Ayant grandi dans une famille traditionnelle, elle est soumise aux règles strictes de ses parents. Alors qu'elle est âgée de quinze ans, elle commence à écrire combien il lui est difficile d'accepter la façon dont les femmes sont traitées dans sa famille et plus généralement dans l'ensemble de la société. Elle étudie néanmoins la comptabilité à l'Institut supérieur de comptabilité et d'administration des entreprises de l'université de La Manouba (ISCAE), dont elle est diplômée en 2010[5].
Lors de ses études, Mansour joue un rôle de premier plan au sein de divers organismes, dont la Jeune chambre internationale et l'Association internationale des étudiants en sciences économiques et commerciales, où elle acquiert, en organisant des événements, une expérience dans des domaines tels que l'environnement, la santé, l'éducation, les droits de l'homme et l'exclusion sociale. Elle apprend à gérer une équipe, récolter des fonds et négocier des partenariats. En reconnaissance de son potentiel, l'ambassade des États-Unis en Tunisie lui accorde une bourse pour suivre un cours de gestion d'entreprise au sein de la Mediterranean School of Business qu'elle termine en 2010. Grâce à une bourse d'études de l'École supérieure de commerce de Tunis, elle obtient ensuite un master en 2013[5].

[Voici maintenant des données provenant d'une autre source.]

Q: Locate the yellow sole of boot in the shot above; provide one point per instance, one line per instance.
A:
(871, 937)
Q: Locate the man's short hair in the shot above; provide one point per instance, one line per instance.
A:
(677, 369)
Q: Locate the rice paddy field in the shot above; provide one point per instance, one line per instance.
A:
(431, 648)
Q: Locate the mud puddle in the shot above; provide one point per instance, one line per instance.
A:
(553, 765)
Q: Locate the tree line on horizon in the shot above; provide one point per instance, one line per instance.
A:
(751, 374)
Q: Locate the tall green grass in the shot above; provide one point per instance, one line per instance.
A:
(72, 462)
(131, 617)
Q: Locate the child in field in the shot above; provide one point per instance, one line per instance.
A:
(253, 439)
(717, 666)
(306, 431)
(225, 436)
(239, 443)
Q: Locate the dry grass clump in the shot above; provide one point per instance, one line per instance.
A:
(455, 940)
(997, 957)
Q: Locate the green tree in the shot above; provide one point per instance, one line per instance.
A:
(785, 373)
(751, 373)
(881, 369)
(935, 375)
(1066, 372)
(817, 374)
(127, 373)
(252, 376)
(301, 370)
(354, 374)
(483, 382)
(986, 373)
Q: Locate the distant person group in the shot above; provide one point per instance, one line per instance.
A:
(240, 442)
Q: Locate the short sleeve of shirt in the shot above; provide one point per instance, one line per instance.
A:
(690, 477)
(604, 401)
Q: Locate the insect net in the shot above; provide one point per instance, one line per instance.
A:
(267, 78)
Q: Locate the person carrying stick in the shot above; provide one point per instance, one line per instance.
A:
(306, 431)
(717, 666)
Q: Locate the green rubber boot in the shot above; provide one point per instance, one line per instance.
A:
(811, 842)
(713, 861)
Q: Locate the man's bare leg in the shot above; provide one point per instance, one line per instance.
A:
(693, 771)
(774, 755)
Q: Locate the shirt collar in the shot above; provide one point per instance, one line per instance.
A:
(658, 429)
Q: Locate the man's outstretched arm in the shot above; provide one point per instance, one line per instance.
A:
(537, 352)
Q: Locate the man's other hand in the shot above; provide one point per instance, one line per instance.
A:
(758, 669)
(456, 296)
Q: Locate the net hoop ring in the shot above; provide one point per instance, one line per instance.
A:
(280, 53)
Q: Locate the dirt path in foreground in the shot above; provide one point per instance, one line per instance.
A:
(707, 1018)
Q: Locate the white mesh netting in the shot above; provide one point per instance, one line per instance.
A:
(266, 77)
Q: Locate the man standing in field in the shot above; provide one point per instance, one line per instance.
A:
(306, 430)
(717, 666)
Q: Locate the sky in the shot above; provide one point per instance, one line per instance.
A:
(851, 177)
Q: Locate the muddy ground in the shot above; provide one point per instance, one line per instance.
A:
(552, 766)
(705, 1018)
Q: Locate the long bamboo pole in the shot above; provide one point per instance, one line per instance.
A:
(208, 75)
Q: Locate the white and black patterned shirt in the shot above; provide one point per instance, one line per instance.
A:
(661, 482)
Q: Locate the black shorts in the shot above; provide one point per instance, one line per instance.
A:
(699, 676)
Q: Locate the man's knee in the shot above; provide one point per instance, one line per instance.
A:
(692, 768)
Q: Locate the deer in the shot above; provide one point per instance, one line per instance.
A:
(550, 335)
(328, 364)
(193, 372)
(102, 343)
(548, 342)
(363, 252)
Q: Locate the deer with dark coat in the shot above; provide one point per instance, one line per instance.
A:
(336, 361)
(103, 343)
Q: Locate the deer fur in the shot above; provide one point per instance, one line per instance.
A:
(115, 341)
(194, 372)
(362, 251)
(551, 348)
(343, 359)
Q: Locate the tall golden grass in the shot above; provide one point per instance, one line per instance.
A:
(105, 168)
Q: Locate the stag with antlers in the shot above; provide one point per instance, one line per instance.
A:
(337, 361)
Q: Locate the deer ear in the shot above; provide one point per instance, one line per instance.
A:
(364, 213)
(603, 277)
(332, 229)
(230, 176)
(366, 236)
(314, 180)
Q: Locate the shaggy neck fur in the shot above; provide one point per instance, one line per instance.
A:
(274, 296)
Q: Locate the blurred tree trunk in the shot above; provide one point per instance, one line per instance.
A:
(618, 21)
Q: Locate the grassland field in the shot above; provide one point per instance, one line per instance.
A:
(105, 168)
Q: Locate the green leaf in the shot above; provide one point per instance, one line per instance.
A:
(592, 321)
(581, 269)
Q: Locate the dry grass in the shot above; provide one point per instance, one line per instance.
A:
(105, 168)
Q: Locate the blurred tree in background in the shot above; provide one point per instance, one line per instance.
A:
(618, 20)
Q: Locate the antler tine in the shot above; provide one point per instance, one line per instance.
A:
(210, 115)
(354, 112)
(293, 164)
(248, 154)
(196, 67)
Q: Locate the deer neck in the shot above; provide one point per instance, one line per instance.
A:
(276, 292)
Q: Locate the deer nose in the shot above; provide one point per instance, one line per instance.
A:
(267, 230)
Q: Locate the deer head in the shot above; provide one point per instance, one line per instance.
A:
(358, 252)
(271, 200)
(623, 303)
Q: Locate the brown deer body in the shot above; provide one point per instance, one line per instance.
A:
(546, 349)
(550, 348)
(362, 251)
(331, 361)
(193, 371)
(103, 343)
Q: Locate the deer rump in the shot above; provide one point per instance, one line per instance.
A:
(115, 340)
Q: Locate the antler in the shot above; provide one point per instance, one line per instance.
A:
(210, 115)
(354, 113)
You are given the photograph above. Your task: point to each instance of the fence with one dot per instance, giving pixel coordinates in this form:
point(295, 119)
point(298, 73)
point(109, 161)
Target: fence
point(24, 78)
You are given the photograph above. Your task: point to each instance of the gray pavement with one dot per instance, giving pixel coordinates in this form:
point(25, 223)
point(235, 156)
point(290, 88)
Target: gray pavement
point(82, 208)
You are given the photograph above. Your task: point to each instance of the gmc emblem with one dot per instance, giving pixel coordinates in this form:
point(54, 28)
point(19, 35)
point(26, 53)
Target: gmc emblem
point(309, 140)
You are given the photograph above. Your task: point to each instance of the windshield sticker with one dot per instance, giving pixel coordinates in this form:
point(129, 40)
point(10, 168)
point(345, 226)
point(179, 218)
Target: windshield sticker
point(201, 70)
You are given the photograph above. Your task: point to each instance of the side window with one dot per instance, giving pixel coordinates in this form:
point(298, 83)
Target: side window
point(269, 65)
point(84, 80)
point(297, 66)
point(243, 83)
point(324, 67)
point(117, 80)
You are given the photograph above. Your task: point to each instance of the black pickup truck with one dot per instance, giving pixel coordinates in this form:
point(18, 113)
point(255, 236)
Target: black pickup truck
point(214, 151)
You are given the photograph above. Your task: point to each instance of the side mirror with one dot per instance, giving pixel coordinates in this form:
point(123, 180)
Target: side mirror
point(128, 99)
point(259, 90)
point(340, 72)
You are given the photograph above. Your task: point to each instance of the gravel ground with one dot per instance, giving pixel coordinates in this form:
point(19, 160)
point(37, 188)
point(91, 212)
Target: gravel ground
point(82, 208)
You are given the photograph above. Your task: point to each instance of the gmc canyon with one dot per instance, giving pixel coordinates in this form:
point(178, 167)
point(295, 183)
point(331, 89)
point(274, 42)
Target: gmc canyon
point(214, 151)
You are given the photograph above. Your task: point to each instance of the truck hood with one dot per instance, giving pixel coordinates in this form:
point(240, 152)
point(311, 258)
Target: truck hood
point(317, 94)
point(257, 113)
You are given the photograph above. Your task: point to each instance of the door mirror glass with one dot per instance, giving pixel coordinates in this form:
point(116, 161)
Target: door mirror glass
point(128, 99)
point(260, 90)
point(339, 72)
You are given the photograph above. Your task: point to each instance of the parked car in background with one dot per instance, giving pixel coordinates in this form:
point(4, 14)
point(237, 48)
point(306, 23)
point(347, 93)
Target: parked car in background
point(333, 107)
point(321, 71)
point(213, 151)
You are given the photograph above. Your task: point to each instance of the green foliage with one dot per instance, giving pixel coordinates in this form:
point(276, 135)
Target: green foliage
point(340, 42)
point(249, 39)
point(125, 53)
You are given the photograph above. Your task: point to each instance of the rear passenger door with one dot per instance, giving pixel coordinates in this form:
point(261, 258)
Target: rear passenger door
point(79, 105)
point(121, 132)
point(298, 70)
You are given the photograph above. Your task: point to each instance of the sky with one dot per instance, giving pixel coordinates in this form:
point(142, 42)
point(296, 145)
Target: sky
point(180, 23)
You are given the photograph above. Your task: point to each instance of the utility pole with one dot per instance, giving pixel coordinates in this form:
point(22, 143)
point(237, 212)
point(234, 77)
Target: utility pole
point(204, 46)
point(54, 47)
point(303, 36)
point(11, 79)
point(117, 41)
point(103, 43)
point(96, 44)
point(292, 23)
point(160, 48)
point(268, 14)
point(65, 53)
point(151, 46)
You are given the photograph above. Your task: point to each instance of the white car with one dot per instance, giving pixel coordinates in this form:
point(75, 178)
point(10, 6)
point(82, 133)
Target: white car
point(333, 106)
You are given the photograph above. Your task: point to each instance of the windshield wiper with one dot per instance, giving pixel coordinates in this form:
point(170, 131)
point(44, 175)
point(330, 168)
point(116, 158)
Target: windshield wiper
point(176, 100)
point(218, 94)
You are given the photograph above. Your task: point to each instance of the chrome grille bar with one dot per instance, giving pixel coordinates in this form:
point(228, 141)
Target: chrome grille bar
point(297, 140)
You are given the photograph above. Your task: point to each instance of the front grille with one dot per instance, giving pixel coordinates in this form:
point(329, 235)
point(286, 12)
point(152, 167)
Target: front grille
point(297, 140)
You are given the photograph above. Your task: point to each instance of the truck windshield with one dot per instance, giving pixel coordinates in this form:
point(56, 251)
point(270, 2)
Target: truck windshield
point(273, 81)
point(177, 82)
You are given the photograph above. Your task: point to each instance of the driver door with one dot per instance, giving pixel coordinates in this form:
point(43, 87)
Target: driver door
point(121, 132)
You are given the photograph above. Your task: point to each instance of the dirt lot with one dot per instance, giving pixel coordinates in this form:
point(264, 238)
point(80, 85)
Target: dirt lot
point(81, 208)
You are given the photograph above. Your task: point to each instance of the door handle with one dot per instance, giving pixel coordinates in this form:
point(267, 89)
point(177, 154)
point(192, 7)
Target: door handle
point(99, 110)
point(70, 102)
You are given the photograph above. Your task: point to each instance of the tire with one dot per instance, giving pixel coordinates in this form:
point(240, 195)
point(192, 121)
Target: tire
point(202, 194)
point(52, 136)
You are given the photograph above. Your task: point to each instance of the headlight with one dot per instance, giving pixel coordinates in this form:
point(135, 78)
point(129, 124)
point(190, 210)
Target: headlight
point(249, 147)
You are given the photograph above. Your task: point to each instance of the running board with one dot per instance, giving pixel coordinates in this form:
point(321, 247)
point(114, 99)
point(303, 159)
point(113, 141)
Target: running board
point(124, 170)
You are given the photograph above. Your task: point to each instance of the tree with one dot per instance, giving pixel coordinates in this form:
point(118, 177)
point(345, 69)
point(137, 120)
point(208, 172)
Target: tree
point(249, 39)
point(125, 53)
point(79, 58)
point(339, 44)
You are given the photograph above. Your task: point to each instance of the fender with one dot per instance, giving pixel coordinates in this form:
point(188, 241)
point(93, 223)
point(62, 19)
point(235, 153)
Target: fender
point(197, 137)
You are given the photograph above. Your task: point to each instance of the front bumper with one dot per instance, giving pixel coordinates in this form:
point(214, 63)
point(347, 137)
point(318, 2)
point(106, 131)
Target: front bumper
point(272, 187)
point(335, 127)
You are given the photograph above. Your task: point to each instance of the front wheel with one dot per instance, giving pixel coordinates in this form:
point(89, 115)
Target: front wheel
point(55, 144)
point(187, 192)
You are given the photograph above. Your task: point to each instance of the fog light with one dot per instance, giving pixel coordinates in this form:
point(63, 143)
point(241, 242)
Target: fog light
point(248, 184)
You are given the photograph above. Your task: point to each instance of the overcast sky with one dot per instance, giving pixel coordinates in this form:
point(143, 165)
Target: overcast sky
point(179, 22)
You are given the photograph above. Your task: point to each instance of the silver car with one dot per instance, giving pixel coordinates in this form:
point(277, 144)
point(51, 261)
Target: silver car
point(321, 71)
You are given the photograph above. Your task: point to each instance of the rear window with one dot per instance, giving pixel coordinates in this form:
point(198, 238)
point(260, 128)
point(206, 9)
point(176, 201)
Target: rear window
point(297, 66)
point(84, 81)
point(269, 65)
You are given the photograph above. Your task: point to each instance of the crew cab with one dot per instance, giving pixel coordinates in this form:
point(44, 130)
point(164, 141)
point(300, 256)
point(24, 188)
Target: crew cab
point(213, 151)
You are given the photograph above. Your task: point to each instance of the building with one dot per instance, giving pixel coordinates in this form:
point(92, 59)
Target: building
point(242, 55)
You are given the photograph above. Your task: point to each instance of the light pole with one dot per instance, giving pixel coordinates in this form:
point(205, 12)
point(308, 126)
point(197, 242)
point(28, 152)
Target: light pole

Tout en étudiant, elle fonde une organisation active dans les droits humains, le Mouvement du peuple pour l'apprentissage des droits de l'homme, qui s'engage à intégrer les droits de l'homme dans la vie quotidienne des citoyens tunisiens. Après une visite au Japon, où elle est inspirée par le potentiel d'une approche sociale de l'entrepreneuriat, elle fonde en 2011, avec Hatem Mahbouli et Sarah Toumi, le Centre tunisien pour l'entrepreneuriat social, destiné à faire de l'entrepreneuriat social une base pour l'économie tunisienne[6].